The author researched a sample of children books written between 1930 and 1950 to collect data to support her hypothesis. Her hypothesis states that that young people should be exposed to literary narratives because they can show young readers how the word is organized. “I focus on a text’s willingness to resist reproducing dominant social arrangements that are based upon inequality. I’m Interested in how children’s books might be subversive, how they might contain narratives about social inequality and especially about gender stratification, I look first to previous studies of children’s books to see how others have studied such things” (Singer 2011). The basis of her hypothesis is that narratives reflect society in a significant way.
The main point that the author want get across is to show how through books, young readers understand how social systems work. She poses that young readers can learn how these society works for the people inhabiting different parts of society and how those people might deal with social inequalities. In reading certain books about inequality, these readers may learn lessons and apply them to their everyday lives.
Singer analyses the way children books are sometimes written with an adult audience in mind and that this may lead some authors to include adult themes that children may not understand. In order to support her research; Dr Singer stated that she relied on Ewick and Silbey’s arguments about subversive stories intending to focus on the subversion of gender stratification. She looks at how a specific perspective can pointedly expose the audience to the ways to power and inequality work within a social setting in ways those readers may not encounter in their real lives.
Dr. Singer also postulated that some children’s novels do little more than describe social inequality while others illustrate how social inequalities might be challenged or transformed. She stated that by creating a way to identify stories that implicate social structures in the organization of social inequality, people may have to re-think the definition of a subversive novel because the topics need not be overtly provocative. This project answers an increasingly prevalent call that questions whether cultural analysis be empirically and theoretically grounded when the results may, indeed, lead to the same place (Singer, 2011).
This article examines the influence children’s literature has on the children who read them. This article questions whether the messages in the literature children are exposed to directly affect their understanding of the social impact of the topics such as social inequality, gender stratification, and racism. This article goes with the chapter on culture, because I believe that writers base the characters of their novels on the culture they are trying to write about and influence.

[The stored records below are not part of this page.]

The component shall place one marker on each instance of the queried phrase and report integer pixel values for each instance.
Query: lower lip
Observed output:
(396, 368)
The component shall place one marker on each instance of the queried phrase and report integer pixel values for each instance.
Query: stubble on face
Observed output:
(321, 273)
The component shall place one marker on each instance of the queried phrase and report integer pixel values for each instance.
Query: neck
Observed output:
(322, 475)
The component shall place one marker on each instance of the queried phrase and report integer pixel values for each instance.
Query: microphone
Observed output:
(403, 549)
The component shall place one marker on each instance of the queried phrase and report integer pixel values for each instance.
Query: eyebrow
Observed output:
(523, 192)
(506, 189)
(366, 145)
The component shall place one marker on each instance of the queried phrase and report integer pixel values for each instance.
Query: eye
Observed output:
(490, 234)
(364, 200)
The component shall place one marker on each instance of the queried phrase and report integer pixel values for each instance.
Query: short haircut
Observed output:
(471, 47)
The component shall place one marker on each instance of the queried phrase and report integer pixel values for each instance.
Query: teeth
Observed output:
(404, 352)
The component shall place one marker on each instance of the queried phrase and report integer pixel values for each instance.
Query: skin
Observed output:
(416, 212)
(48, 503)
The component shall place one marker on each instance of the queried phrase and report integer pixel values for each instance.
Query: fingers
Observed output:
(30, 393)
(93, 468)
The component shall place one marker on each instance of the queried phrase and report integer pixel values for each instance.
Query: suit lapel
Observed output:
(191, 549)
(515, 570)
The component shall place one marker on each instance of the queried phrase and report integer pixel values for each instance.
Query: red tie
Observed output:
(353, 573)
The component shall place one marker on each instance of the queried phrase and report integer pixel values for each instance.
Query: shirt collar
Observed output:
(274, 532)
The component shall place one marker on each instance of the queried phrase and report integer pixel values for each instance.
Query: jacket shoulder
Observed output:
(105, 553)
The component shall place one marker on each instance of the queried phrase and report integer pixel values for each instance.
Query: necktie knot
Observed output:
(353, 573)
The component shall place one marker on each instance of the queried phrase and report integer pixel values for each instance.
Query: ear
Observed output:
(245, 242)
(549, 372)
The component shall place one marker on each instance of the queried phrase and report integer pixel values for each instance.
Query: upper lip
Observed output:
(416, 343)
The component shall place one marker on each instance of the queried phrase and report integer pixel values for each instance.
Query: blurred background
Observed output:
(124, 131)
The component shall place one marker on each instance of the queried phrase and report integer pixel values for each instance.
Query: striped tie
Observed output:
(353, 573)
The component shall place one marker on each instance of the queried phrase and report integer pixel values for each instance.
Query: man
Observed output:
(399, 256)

It also talks about gender stratification, and touched on social stratification. This research is based on the idea that literature touches on the subjects that reflect the social contract of society and addresses subjects such as racism and inequality.
This article is different from articles in non-scholarly periodicals, such as magazines and newspapers because it is written following the APA format, the author stated her hypothesis and proceeded to prove its validity through research using the sampling method. The author based her conclusion on extensive researched data. Magazine and newspapers sometimes use opinions of the author or a single interviewee for the article. The author of the magazine and newspapers does not perform sample and research to the extent of a journal article. Also, the magazine and newspapers tend to be about current events and general human interests, wider social structures. They are not published for educational or research purposes but for entertainment and leisure activities.